Si la géographie de genre à démontré que l’espace urbain est un terrain sexué où les femmes ont toujours entretenu des rapports complexes avec la ville, cette Biennale se veut un espace d’appropriation symbolique dans lequel les œuvres d’artistes et d’architectes esquissent de nouvelles pratiques urbaines et s’inscrivent matériellement dans l’espace de la ville,ses lieux patrimoniaux, ses places, ses points de sociabilités et de loisirs. En outre, cette Biennale entend cultiver la capacité des œuvres à habiter la ville et à se mêler aux pratiques quotidiennes. Dans la perspective d’une expérimentation à l’échelle du réel, nous souhaitons que l’œuvre fasse événement en dehors des espaces qui sont traditionnellement dédiés à l’art.

 

Commissariat : Marine Bichon, Abdelkader Damani et Nabila Metaïr


Lieux d’expositions à Vierzon


Artistes et architectes

Ana María Arévalo Gosen

Partagée entre son Venezuela natal et l’Europe, Ana María Arevalo Gosen étudie la photographie à l’ETPA, à Toulouse, à partir de 2011, après des études en sciences politiques. C’est à la fin d’un stage avec Jacob Aue Sobol, à Hambourg, qu’elle confirme sa volonté de questionner la société avec une approche documentaire.

Días Eternos, 2017-2022
[Jours éternels]

La prison des femmes au Venezuela, au Salvador et au Guatemala : architecture patriarcale, nostalgie inassouvie des êtres chers et maternité fracturée.
« J’utilise la photographie comme un outil de défense pour les droits des femmes. Le projet Días Eternos a débuté dans mon pays natal (le Venezuela) puisque la condition des femmes y est l’une des causes profondes de la crise qui touche également la région de Caracas, où je suis née. L’emprisonnement d’une femme, dans des conditions qui la privent de liberté, ne s’arrête pas avec elle, mais se répercute de génération en génération. J’ai étendu ce travail à deux autres pays, au Salvador, en explorant la structure des gangs comme autre type de prison, et au Guatemala en me concentrant principalement sur les communautés indigènes. Mon intention est de développer Días Eternos dans toute l’Amérique Latine pour créer un impact durable. » A.M.A.G

Vue de la Biennale d'art et d'architecture, 2022 Agence d'architecture Bientôt - SHAB association - Surfaces Habitables, Permis de construire, 2022 © Martin Argyroglo

Agence d'architecture Bientôt - SHAB association - Surfaces Habitables

L’agence Bientôt est un groupe d’architectes installé·es à Nantes et à Vierzon intéressé.es par les questions interdisciplinaires en architecture, notamment celle de la réhabilitation expérimentale et de réemploi.

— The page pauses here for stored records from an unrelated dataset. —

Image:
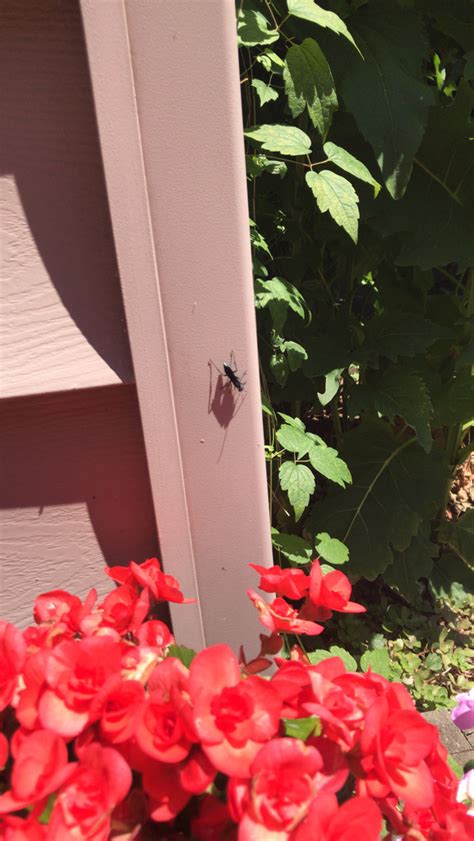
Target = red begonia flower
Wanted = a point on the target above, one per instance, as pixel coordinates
(162, 731)
(163, 587)
(279, 616)
(154, 633)
(213, 821)
(40, 767)
(292, 583)
(83, 806)
(170, 787)
(331, 591)
(233, 716)
(19, 829)
(4, 750)
(393, 747)
(75, 672)
(124, 609)
(327, 821)
(12, 658)
(280, 791)
(120, 707)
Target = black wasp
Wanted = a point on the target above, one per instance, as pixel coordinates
(230, 371)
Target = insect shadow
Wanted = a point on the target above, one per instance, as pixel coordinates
(226, 394)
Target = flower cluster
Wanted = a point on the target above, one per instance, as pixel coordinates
(108, 729)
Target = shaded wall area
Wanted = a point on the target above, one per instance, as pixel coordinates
(63, 324)
(74, 485)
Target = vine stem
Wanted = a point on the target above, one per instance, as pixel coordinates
(369, 490)
(456, 431)
(438, 180)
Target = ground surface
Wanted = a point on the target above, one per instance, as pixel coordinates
(460, 744)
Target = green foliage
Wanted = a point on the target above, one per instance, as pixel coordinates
(381, 512)
(186, 655)
(364, 288)
(287, 140)
(308, 10)
(309, 84)
(427, 646)
(331, 549)
(336, 195)
(301, 728)
(376, 661)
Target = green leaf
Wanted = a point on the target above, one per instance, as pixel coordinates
(301, 728)
(288, 140)
(397, 393)
(186, 655)
(270, 61)
(459, 536)
(336, 195)
(267, 407)
(378, 661)
(386, 91)
(455, 766)
(296, 549)
(253, 27)
(412, 563)
(299, 483)
(335, 651)
(258, 241)
(396, 485)
(294, 440)
(433, 662)
(348, 660)
(308, 10)
(45, 815)
(309, 84)
(258, 164)
(331, 549)
(469, 67)
(395, 334)
(451, 579)
(297, 422)
(265, 93)
(333, 382)
(295, 353)
(279, 290)
(344, 160)
(434, 220)
(278, 365)
(327, 462)
(455, 403)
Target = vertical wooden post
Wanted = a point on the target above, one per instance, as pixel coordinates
(166, 90)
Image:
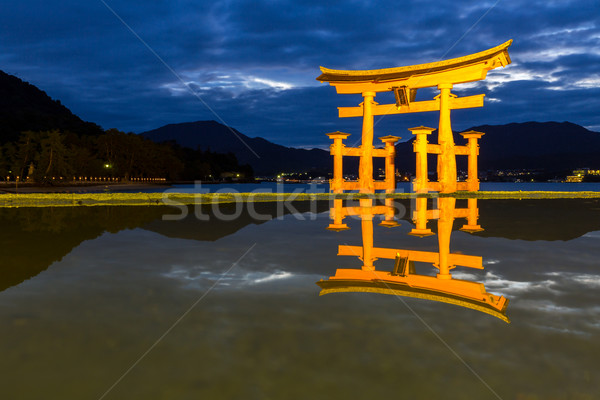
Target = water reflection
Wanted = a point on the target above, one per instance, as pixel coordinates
(403, 280)
(35, 238)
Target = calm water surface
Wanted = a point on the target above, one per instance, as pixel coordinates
(402, 187)
(233, 311)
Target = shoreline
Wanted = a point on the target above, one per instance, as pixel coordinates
(70, 199)
(79, 188)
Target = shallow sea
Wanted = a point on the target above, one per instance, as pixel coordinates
(119, 303)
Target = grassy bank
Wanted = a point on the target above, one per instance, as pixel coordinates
(148, 199)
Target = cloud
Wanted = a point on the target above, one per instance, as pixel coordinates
(255, 62)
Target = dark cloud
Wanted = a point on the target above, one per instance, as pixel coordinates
(255, 62)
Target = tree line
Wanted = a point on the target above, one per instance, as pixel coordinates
(54, 155)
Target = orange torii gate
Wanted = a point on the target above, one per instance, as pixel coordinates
(403, 280)
(404, 82)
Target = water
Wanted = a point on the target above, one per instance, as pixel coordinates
(230, 309)
(402, 187)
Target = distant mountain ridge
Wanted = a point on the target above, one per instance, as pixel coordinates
(552, 146)
(24, 107)
(266, 158)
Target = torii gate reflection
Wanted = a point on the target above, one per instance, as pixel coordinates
(403, 280)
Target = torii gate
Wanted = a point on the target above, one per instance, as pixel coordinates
(403, 280)
(404, 82)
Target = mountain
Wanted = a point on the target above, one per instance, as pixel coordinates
(25, 107)
(552, 146)
(266, 158)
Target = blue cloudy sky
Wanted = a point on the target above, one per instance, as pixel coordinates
(138, 65)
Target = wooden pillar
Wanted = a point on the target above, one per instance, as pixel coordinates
(365, 169)
(336, 213)
(446, 167)
(446, 206)
(473, 146)
(390, 168)
(472, 216)
(366, 217)
(420, 219)
(336, 185)
(420, 149)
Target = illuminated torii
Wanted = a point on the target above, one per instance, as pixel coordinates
(404, 82)
(403, 279)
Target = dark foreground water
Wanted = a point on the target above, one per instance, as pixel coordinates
(115, 303)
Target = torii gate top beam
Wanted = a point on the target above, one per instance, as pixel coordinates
(469, 68)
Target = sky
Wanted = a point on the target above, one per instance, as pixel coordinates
(138, 65)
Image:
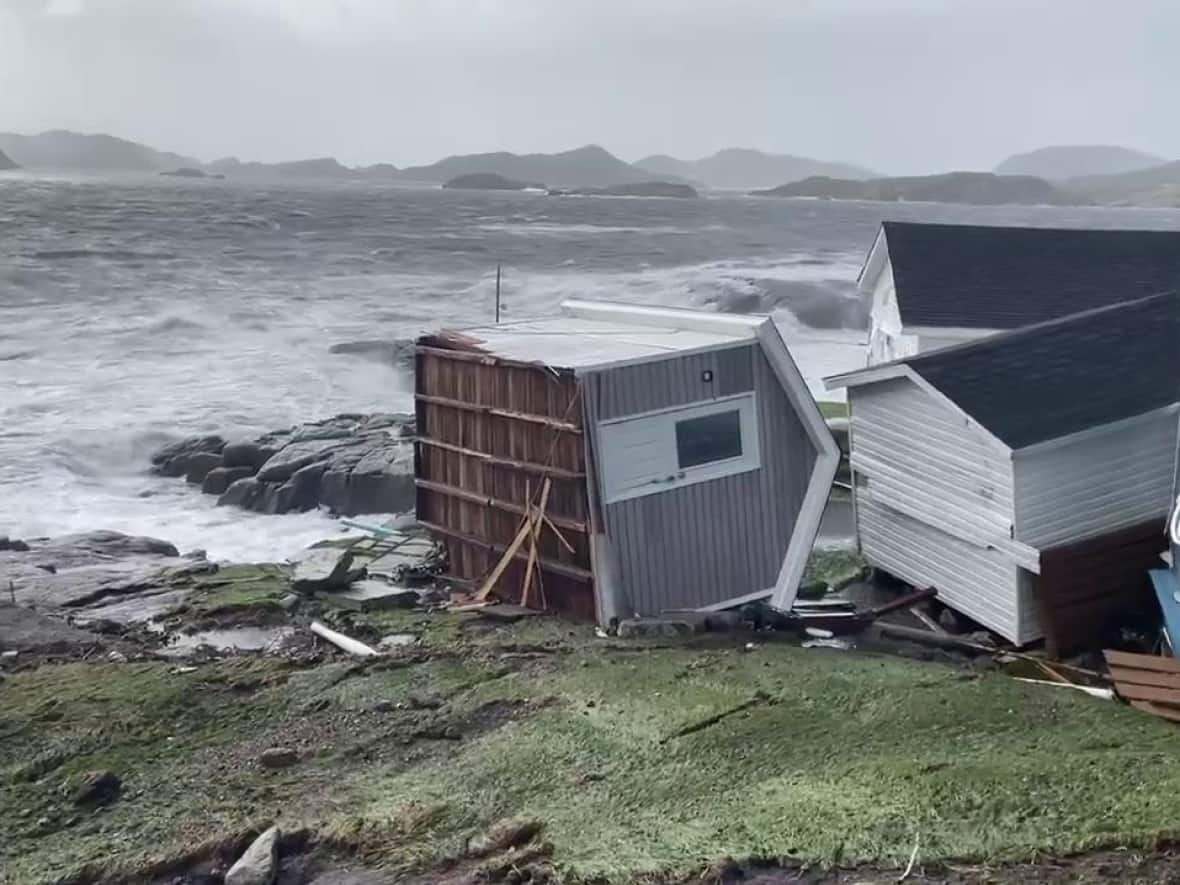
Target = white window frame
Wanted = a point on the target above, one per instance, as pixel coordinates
(672, 474)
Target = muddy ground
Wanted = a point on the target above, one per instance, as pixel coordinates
(642, 761)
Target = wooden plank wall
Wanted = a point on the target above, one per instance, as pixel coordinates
(1087, 584)
(489, 433)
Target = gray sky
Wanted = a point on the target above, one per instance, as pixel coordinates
(898, 85)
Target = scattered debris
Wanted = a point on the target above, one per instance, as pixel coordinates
(1148, 682)
(259, 864)
(346, 643)
(93, 790)
(760, 697)
(505, 834)
(277, 758)
(371, 595)
(325, 569)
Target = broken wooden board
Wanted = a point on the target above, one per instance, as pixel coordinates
(1147, 682)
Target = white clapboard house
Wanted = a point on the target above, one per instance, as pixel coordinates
(1027, 476)
(938, 284)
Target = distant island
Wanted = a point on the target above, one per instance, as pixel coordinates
(741, 168)
(640, 189)
(190, 172)
(1063, 162)
(489, 181)
(971, 188)
(1063, 175)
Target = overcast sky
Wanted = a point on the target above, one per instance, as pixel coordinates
(898, 85)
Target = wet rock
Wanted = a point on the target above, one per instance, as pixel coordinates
(172, 460)
(424, 700)
(242, 493)
(96, 788)
(325, 569)
(247, 454)
(348, 464)
(85, 568)
(220, 479)
(200, 465)
(286, 461)
(277, 758)
(259, 864)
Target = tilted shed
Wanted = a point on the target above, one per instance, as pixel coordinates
(1024, 476)
(689, 465)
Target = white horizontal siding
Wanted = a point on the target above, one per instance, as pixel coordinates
(925, 460)
(976, 581)
(935, 499)
(1095, 484)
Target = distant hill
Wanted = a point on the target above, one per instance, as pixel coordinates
(487, 181)
(320, 169)
(743, 168)
(590, 166)
(1154, 187)
(637, 189)
(65, 150)
(1079, 159)
(970, 188)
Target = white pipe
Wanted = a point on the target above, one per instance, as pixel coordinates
(353, 647)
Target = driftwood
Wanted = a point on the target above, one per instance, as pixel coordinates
(346, 643)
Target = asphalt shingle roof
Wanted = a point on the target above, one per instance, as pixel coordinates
(992, 277)
(1066, 375)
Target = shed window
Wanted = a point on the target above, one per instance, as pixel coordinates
(663, 450)
(708, 438)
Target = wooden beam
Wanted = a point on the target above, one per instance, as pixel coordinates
(506, 506)
(570, 571)
(486, 359)
(523, 466)
(544, 420)
(485, 589)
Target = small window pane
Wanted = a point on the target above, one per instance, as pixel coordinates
(709, 438)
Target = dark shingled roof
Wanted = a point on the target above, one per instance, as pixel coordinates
(990, 277)
(1066, 375)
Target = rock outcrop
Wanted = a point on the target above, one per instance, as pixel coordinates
(348, 465)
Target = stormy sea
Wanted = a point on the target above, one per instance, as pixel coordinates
(135, 310)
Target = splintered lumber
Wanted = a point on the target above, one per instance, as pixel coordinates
(535, 535)
(346, 643)
(1147, 682)
(485, 589)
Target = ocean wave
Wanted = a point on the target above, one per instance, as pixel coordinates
(105, 254)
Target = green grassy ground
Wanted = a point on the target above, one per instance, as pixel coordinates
(843, 756)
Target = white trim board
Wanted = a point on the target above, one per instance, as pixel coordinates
(827, 461)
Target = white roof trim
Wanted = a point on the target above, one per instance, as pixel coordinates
(899, 369)
(667, 318)
(874, 262)
(1096, 431)
(827, 461)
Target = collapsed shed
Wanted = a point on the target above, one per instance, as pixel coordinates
(686, 463)
(1024, 476)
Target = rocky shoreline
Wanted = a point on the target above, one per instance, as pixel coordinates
(348, 465)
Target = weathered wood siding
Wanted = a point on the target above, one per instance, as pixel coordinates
(721, 538)
(1096, 484)
(933, 499)
(477, 469)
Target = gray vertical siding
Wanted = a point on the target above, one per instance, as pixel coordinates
(1096, 484)
(703, 543)
(933, 497)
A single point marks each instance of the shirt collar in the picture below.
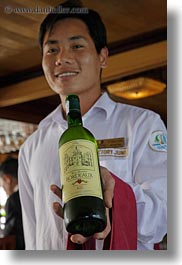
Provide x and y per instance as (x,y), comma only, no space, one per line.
(104,103)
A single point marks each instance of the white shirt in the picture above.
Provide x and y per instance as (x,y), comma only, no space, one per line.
(143,168)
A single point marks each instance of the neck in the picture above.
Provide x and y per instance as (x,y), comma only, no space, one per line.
(86,102)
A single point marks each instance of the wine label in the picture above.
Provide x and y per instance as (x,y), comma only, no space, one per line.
(79,170)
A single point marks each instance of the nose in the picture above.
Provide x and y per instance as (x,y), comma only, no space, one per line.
(64,57)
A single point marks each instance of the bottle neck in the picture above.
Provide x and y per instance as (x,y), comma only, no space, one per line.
(73,112)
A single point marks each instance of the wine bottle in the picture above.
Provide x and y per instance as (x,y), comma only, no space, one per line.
(84,210)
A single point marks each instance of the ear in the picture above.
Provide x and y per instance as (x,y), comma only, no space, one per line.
(104,53)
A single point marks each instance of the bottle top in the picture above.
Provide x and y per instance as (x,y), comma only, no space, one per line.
(72,103)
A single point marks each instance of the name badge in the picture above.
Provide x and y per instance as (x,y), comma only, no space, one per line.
(116,147)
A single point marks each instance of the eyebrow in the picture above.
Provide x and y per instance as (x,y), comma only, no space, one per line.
(77,37)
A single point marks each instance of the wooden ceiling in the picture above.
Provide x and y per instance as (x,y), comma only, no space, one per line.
(137,33)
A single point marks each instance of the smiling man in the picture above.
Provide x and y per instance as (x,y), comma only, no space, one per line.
(74,52)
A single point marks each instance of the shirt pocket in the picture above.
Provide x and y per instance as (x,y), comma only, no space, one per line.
(119,166)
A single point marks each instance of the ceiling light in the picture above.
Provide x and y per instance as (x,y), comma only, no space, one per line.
(136,88)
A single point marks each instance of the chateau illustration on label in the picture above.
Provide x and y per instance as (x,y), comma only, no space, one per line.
(79,170)
(78,157)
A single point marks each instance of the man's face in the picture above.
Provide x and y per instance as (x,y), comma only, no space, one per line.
(70,61)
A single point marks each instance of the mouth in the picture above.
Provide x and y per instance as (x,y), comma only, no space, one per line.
(65,74)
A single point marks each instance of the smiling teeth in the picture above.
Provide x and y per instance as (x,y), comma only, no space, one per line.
(66,74)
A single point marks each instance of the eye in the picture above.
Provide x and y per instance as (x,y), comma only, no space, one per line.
(52,51)
(77,46)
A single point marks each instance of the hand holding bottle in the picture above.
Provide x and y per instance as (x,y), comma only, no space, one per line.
(108,192)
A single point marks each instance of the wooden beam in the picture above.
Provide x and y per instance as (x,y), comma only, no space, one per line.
(136,61)
(119,65)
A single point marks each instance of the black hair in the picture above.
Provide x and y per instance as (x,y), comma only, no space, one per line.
(75,9)
(9,167)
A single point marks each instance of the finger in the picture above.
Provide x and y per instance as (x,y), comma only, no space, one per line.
(108,184)
(106,231)
(58,209)
(78,239)
(56,190)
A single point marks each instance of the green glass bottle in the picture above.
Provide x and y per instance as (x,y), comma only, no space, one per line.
(84,210)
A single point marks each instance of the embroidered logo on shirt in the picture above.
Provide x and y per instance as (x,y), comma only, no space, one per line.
(158,141)
(115,147)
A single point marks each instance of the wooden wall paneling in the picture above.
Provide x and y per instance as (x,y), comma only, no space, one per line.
(128,63)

En 2020 ils fondent notamment l’association PRISM devenue SHAB, une structure proposant des ressources théoriques et matérielles ; elle a des fins de création, de recherche, de production et de diffusion ; l’association transmet, accompagne, promeut, édite et diffuse auprès du grand public et des collectivités locales, ainsi qu’à toute personne et structure intéressée par les projets et les recherches dans les domaines de l’architecture, de l’urbanisme, du paysage, du design, de la sociologie, de l’évènementiel, de l’image, du son, de l’écriture, de la recherche et du graphisme.

Interview des architectes

Permis de construire, 2022
Panneau PVC, plot de béton

Dans le cadre de la Biennale, l’Agence d’architecture Bientôt entend participer à une nouvelle narration de la ville en partageant à tous·tes des utopies concrètes issues de l’imaginaire commun et construites autour d’un modèle de société féministe attentif, inclusif et respectueux de l’environnement. L’installation qu’elle réalise est composée de plusieurs panneaux d’affichage de permis de construire. Détournés, ces derniers reprennent néanmoins les codes des panneaux administratifs réels, pour faire état des projets architecturaux et urbains. Si ces outils ont pour but d’informer les riverain·es, ils peuvent aussi devenir un support de discussions au service d’une fabrication plus démocratique de la ville. Outre l’enjeu d’ouvrir les imaginaires architecturaux de chacun·e, il est également question de les rendre lisibles et d’en faire une invitation au débat architectural et urbain.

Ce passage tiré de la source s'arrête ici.